Number 47 with 130sq m/1399sq ft of space and four bedrooms is on the market seeking €420,000. Moran, who viewed the property online, estimates rewiring at €14,000 and replumbing to include a new boiler and heating system at €17,000, a total of €31,000.
Clearout works to remove fixtures, plumbing, floor coverings, sanitaryware and furnishings will cost about €5,000.
Rewiring and replumbing are disruptive works with implications for flooring and skirting. He suggests budgeting €6,000 for this. Walls will need plastering, another €4,500 and painting throughout at around €8,000.
Attic and wall insulation will cost around €3,000 and if there are timber joists under the ground floor boards each of the reception rooms and hall could be insulated at an additional cost of about €600 per room.
An upgrade to the existing aluminium windows and doors will cost from about €9,000.
Tiling for two bathrooms would be around €2,500, excluding tiles, and a basic kitchen can start from €7,000, while new sanitaryware adds a further €4,000 to the bill.
This brings internal works to around €80,000 with Moran suggesting around a further €10,000 for preliminary works and contingency and €5,000 for landscaping to rear, which is about 45sq m in size and where there is vehicular rear access.
All told he estimates a budget of around €95,000, which when added to the asking price would provide a refurbished home for around €520,000. But remember these costs don’t include major structural works such as a big kitchen/living extension to the rear of the property or remedial works to the existing single-storey, felt roof extension.
To counter prohibitively steep costs when embarking on a major refurb project, Moran’s advice is to get five tenders for works, more than the usual three recommended.

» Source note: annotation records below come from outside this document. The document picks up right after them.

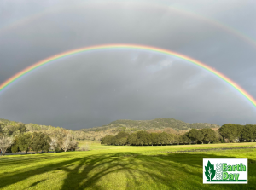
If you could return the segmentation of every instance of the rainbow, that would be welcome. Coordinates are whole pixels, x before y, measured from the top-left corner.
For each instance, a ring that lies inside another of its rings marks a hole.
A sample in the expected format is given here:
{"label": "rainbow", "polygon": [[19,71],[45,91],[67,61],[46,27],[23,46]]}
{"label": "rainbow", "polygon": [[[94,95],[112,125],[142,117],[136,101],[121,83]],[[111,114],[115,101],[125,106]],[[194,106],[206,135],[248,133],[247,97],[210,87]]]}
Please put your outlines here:
{"label": "rainbow", "polygon": [[[211,24],[212,26],[214,26],[217,28],[220,28],[221,30],[228,32],[228,33],[231,33],[232,35],[236,36],[237,37],[244,40],[245,42],[250,43],[251,45],[256,47],[256,41],[254,38],[249,37],[248,35],[246,35],[245,33],[242,33],[241,32],[236,30],[234,28],[232,28],[231,26],[228,26],[228,25],[224,25],[216,20],[212,20],[210,18],[207,18],[206,16],[201,15],[199,14],[194,13],[192,11],[189,11],[188,9],[179,9],[177,7],[175,7],[173,5],[169,5],[167,3],[160,3],[158,2],[158,3],[152,3],[152,2],[137,2],[137,1],[132,1],[130,0],[130,3],[132,3],[133,5],[135,6],[141,6],[141,7],[148,7],[148,8],[152,8],[154,9],[163,9],[163,11],[172,11],[172,12],[177,12],[177,14],[183,14],[186,15],[188,17],[192,17],[194,19],[201,20],[201,21],[205,21],[206,23]],[[114,9],[114,5],[117,5],[117,3],[120,3],[119,1],[108,1],[108,5],[110,5],[111,3],[111,8]],[[74,4],[73,6],[66,6],[66,7],[54,7],[54,8],[50,8],[50,9],[47,9],[42,12],[38,12],[34,14],[26,16],[25,18],[22,18],[20,20],[15,20],[14,22],[11,22],[9,24],[8,24],[7,26],[3,26],[3,28],[0,28],[0,35],[5,32],[8,32],[9,30],[15,30],[16,27],[26,25],[26,24],[29,24],[32,21],[37,20],[39,18],[42,18],[47,14],[54,14],[56,13],[61,13],[61,12],[65,12],[67,10],[70,10],[71,9],[84,9],[85,7],[91,7],[92,9],[98,7],[100,8],[100,5],[102,5],[102,2],[96,2],[95,3],[92,3],[91,2],[83,2],[82,3],[78,3],[78,4]]]}
{"label": "rainbow", "polygon": [[210,67],[209,66],[207,66],[206,64],[203,64],[196,60],[194,60],[190,57],[188,57],[186,55],[170,51],[164,49],[151,47],[151,46],[145,46],[145,45],[137,45],[137,44],[105,44],[105,45],[96,45],[96,46],[90,46],[90,47],[85,47],[81,49],[76,49],[73,50],[67,51],[64,53],[61,53],[55,55],[53,55],[51,57],[46,58],[45,60],[43,60],[39,62],[37,62],[26,69],[22,70],[21,72],[18,72],[17,74],[14,75],[8,80],[6,80],[4,83],[3,83],[0,85],[0,93],[1,91],[9,86],[10,83],[14,83],[15,81],[18,80],[22,76],[26,75],[26,73],[32,72],[33,70],[40,67],[43,65],[50,63],[53,60],[67,57],[71,55],[78,54],[80,52],[85,52],[85,51],[93,51],[96,49],[141,49],[141,50],[148,50],[148,51],[153,51],[155,53],[160,53],[163,55],[172,55],[175,57],[178,57],[182,60],[188,60],[203,69],[207,70],[208,72],[215,74],[217,77],[220,78],[226,83],[228,83],[230,85],[231,85],[233,88],[235,88],[237,91],[239,91],[243,96],[245,96],[254,107],[256,107],[256,101],[243,89],[241,89],[238,84],[236,84],[235,82],[233,82],[231,79],[228,78],[224,74],[220,73],[219,72],[214,70],[213,68]]}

That way there might be one outlier, but there should be three accurately priced tenders within the five.
A walk-in condition property on the road, number 52, on the opposite side of the street and overlooking the river is a two-bed of 95sq m and it sold last month for €480,000 according to the Property Price Register.
Number 8, on the same south side of the street is a three-bed of 82sq m which came to the market seeking €415,000 and has been sale agreed at around that price. In 2019 number 24, another three-bed, sold for €505,000 while number 61, a two-d plus attic room house of 93sq m, in mint condition, sold for €525,000.